Junior Paw Soerensen and senior Zeljko Peranovic are marine engineering exchange students from Aarhus, Denmark. They said they were on a quest to find big, hunky, tender Texas T-bones because they heard Texas has big, tasty steaks.
When Peranovic and Soerensen ordered a chicken fried steak instead of a hearty Texas-style steak, they realized their mistake.
“The day after we went in town to find steak, it was a mission failed,” Soerensen said. “But the day after we found Saltgrass, we got those 24-ounce. It was very big, good steak.”
Soerensen and Peranovic are students at Aarhus Maskinmesterskole, which translates to Aarhus School of Marine and Technical Engineering. Their school is one of the 16 foreign universities UH has partnered with to allow students to come here as foreign exchange students.
The two had an option to study at three universities but, of the three, chose UH.
“I have to pick between Michigan and Houston. We also have one in Australia, but I really want to go to the U.S., because I’ve always have looked up to the United States. I think it’s a great country,” Soerensen said. “And Houston is a big city, and it was in Texas.”
The two are already making a list of things to do and places to see while here: the Space Center, maybe the Rodeo, the party scene. In fact, Peranovic said in Denmark the party doesn’t end until 7 a.m. He was surprised that bars here close at 2 a.m.
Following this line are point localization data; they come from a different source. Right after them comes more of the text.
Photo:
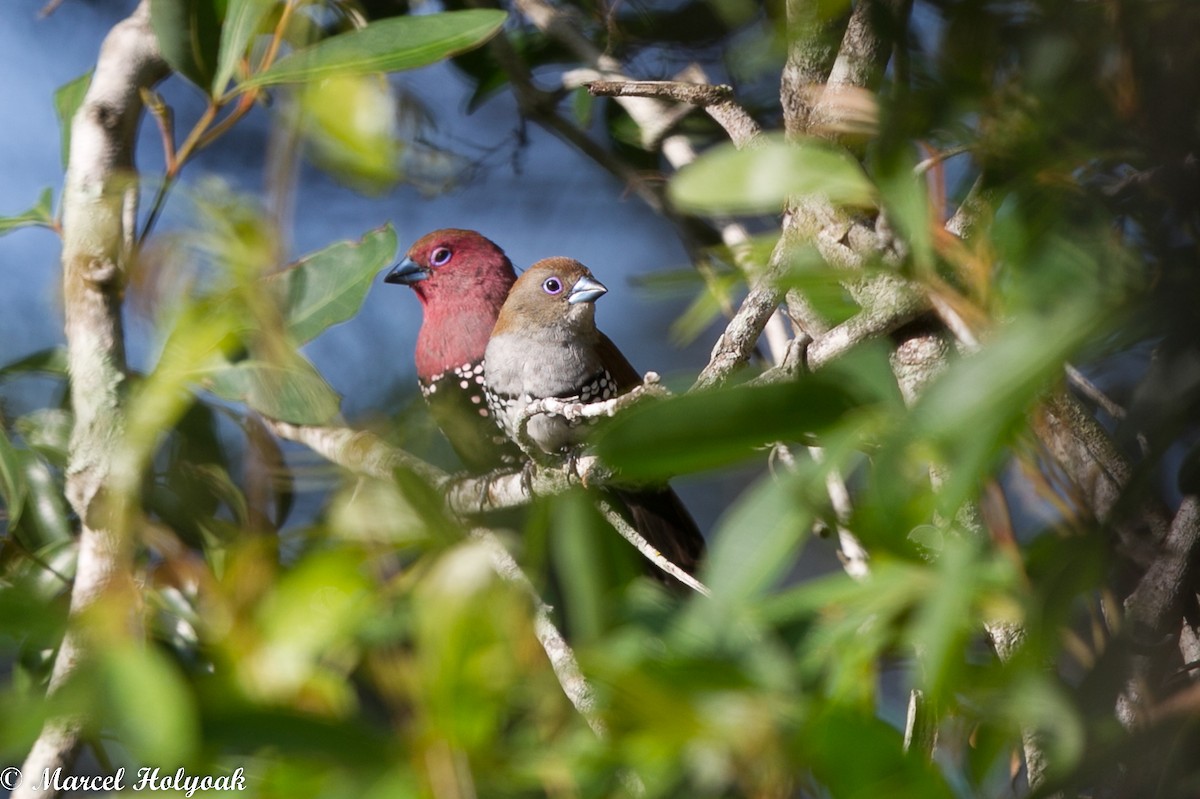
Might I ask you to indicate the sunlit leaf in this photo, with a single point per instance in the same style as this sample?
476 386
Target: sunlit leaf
46 512
881 767
243 20
759 180
387 46
46 361
189 34
67 100
133 679
12 479
41 214
757 541
712 428
349 122
291 391
329 286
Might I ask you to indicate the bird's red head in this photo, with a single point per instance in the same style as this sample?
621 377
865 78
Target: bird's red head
461 278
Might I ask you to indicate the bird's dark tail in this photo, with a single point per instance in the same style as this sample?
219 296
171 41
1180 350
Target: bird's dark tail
666 524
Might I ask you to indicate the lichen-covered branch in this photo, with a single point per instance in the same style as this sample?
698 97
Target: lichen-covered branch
97 235
562 659
715 100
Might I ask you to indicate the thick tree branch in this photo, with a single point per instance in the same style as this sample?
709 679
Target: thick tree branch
99 204
367 454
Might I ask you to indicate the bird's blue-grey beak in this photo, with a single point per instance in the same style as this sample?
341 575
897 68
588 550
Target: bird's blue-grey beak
586 289
407 272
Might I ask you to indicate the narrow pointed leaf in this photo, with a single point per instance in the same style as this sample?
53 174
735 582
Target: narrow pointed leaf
189 34
329 286
712 428
45 361
387 46
42 214
67 100
759 180
12 480
243 20
292 391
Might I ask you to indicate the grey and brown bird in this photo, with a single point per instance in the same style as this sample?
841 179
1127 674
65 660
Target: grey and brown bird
546 344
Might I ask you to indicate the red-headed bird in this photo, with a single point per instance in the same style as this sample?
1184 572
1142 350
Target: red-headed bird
462 281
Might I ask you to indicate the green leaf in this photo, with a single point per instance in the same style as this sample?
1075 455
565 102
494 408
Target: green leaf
349 124
756 541
67 100
46 511
189 34
291 391
48 432
42 214
147 703
12 479
243 20
759 180
660 439
329 286
387 46
46 361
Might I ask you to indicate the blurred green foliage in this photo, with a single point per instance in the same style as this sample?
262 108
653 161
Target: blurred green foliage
371 649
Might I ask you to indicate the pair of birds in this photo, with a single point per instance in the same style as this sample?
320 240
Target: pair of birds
490 342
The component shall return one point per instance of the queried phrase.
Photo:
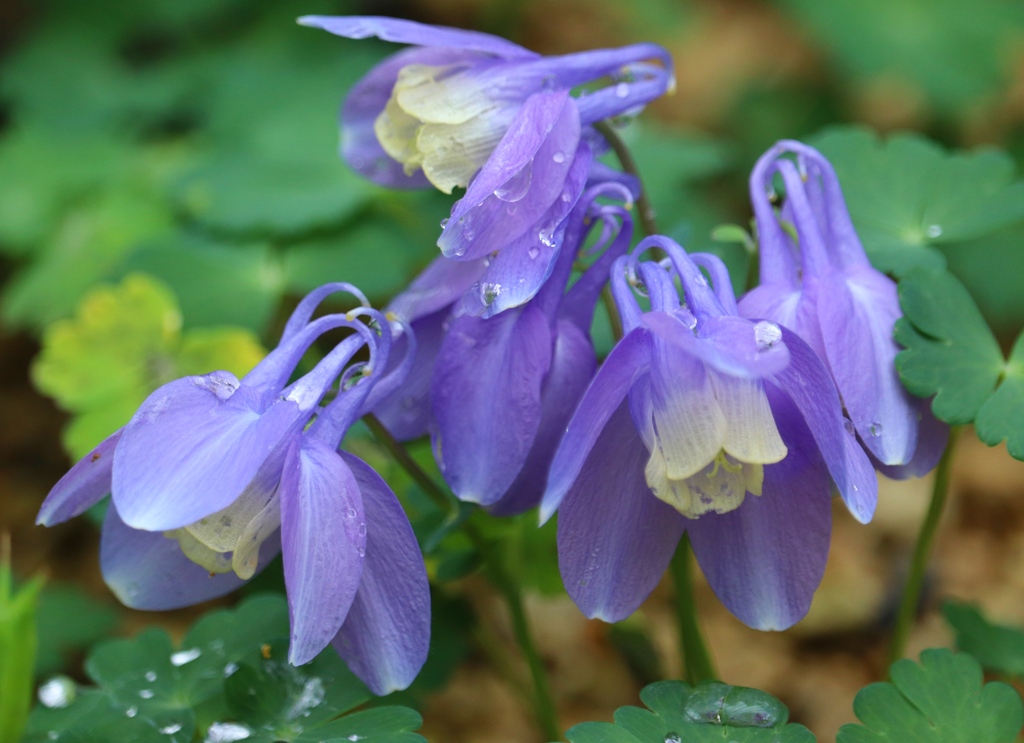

Another difference they noticed was the education system. In Denmark, college is free. Soerensen said because of this, sometimes Danes take college lightly compared to students here. They’ll get a degree in a field simply because they’re interested and then go back and get a degree that will find them a job.
“I think one of the good things (about the fact that American students) have to pay — the people are maybe more serious. They come to every class. But for lower-class families, I think it’s difficult to get an opportunity to get a higher education,” Soerensen said. “It’s something about the good in Denmark is everybody has an opportunity to do what they want; if they work hard enough, they have a chance.”
AAMS is paying for their tuition. They only have to pay to live on campus, but they don’t mind at all. Most Danish colleges do not have dormitories.
“I like staying on campus. We have a lot of time, and we don’t need to use time to travel. I like the idea that students live on campus and then we could have fun together,” Soerensen said.
Peranovic said living on campus is an interesting way to learn about other people, an opportunity he couldn’t really get at AAMS, where the student population is roughly 800.
“I like staying on campus. It’s a nice school, nice people, friendly people too,” Peranovic said. “It’s almost like a big city, but I like it. Denmark is multicultural, too, but not so much as here. So it’s good to see people sitting together and talking together of different cultures.”
Peranovic is returning to Denmark in May, but Soerensen and another Danish friend plan to go on a road trip in the summer to Yellowstone.
“The most difference between the U.S. and Danish food is breakfast,” Soerensen said. “In Denmark, they eat oatmeal with milk. It’s a very big breakfast here.”
In all, the two said their entire time here will be exploring the places and cultures here.
“So when we go back to Denmark, we’ll be 10 pounds bigger or something,” Peranovic said, laughing.